Technically this could still be achieved without hacking Druntime a-la:

void main() {
    runPhoton({
       go({...});
    });

with runPhoton doing setup and tear down before running the closure as the first fiber.

>
  • startloop is all-lowercase. It's two words so shouldn't it be startLoop?

It used to start eventloop, now it doesn't so I'd scrap the name altogether.

>
  • go doesn't actually do any 'go-ing' right away, since fibres are deferred; so it's a little misleading. Maybe it could be more like schedule?

It actually does going right away it's just that "root" fibers wait until we start the scheduler. All subsequent fibers are run exactly in the style of Go lang.

>
  • goOnSameThread is hyper-explicit compared to go, but its name still didn't help me understand it until I read the docs. Perhaps goSync or scheduleSync would be more intuitive?

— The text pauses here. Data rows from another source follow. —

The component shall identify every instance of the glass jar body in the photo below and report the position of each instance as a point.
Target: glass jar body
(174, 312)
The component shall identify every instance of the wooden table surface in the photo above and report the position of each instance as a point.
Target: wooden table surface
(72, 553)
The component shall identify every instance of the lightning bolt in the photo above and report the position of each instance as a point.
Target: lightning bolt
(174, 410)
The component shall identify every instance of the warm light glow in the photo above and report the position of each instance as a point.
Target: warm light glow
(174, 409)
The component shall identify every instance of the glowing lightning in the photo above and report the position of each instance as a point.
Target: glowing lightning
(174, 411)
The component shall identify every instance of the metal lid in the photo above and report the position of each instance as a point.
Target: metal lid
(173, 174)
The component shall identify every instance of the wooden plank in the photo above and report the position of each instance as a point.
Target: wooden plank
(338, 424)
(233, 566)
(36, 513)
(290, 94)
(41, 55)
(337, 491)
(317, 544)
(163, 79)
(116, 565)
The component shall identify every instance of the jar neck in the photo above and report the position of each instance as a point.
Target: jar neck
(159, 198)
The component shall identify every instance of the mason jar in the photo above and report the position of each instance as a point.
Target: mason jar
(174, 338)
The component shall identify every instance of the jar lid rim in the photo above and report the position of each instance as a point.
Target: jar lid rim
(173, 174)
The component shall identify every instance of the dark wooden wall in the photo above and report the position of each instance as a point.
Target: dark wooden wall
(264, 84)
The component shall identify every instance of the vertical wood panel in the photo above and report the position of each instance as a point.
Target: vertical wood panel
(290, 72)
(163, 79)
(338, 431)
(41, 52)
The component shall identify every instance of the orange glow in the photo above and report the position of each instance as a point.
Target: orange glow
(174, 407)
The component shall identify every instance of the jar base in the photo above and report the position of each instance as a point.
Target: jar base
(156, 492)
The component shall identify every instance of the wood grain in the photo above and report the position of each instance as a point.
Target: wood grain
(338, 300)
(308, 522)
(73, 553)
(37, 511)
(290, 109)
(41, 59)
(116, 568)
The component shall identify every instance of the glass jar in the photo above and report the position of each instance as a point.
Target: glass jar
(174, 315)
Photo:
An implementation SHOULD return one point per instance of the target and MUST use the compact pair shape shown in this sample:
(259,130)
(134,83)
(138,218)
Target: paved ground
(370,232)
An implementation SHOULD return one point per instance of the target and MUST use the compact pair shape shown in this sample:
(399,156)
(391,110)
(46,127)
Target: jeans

Sync what? :) It's a horrible functionality and has a horrible name to fit.
go starts fiber on some core, goOnSameThread runs on the same core that it's called from.

>
  • runFiber is an unfortunate victim of the American-English disease. It would be nice to have an alias for 'fibre', which is the spelling used in the rest of the English-speaking world.

Aliases are just more cognitive load for everybody. runScheduler might be better.

>

Would also be great to have a function named something like 'end loop' that cleans up everything that the library uses internally and allows Photon to be freshly re-initialised with startloop again later. This would be essential to using Photon in a modular environment. If Photon is no longer needed, then we don't want it hogging resources until the process dies. Obviously calling such a function should not work within a fibre.

Mostly in unittests. It's something I've been looking into but for now I've made startloop idempotent on reinitialization. The fact that photon is tied to globals such as file descriptors and syscalls on these makes it somewhat less amenable to deinitialize.

September 04
On Sunday, 31 August 2025 at 14:38:27 UTC, Paolo Invernizzi wrote:
> On Monday, 18 August 2025 at 15:20:14 UTC, Dmitry Olshansky
[snip]
>> Other photon examples:
>> https://github.com/DmitryOlshansky/photon/tree/master
>
> I tried to include all the sources of photon in a application that it's cross-compiled to linux (Pi5, AArch64) and cross-linked with some C libs, and I'm seeing this:
>
> ```
> 2025-08-31T16:22:18.438 [error] extern(C) private ssize_t close(int fd) nothrow
> src/photon/linux/core.d(1150,27):        Previous IR type: i32 (i32)
> src/photon/linux/core.d(1150,27):        New IR type:      i64 (i32)
> ```
>
> In linux.core.d: extern(C) private ssize_t close(int fd) nothrow
>
> but `man 2 close` is `int close(int fd)`, it's a bug?

Fixed among a ton of other things in v0.14.1.

Introduced Mutex and RecursiveMutex for my upcoming plan to rewrite vibe-core on top of photon. Next in line CondVar and with that I should be ready to reimplement most of vibe.core.sync.

Also notably I ditched timer based sleeps in favor of a scheduler with Mecca's time queue maintained explicitly. Simplified a lot of things. I'm uncertain what I'd do about timers so far their only API was basically sleep which is already handled by delay. That and the coming support for timeout in the select API.

For now it's only Linux and MacOS that have this new scheduler, Windows staying mostly as is until around October when I'd finally get to my Windows desktop.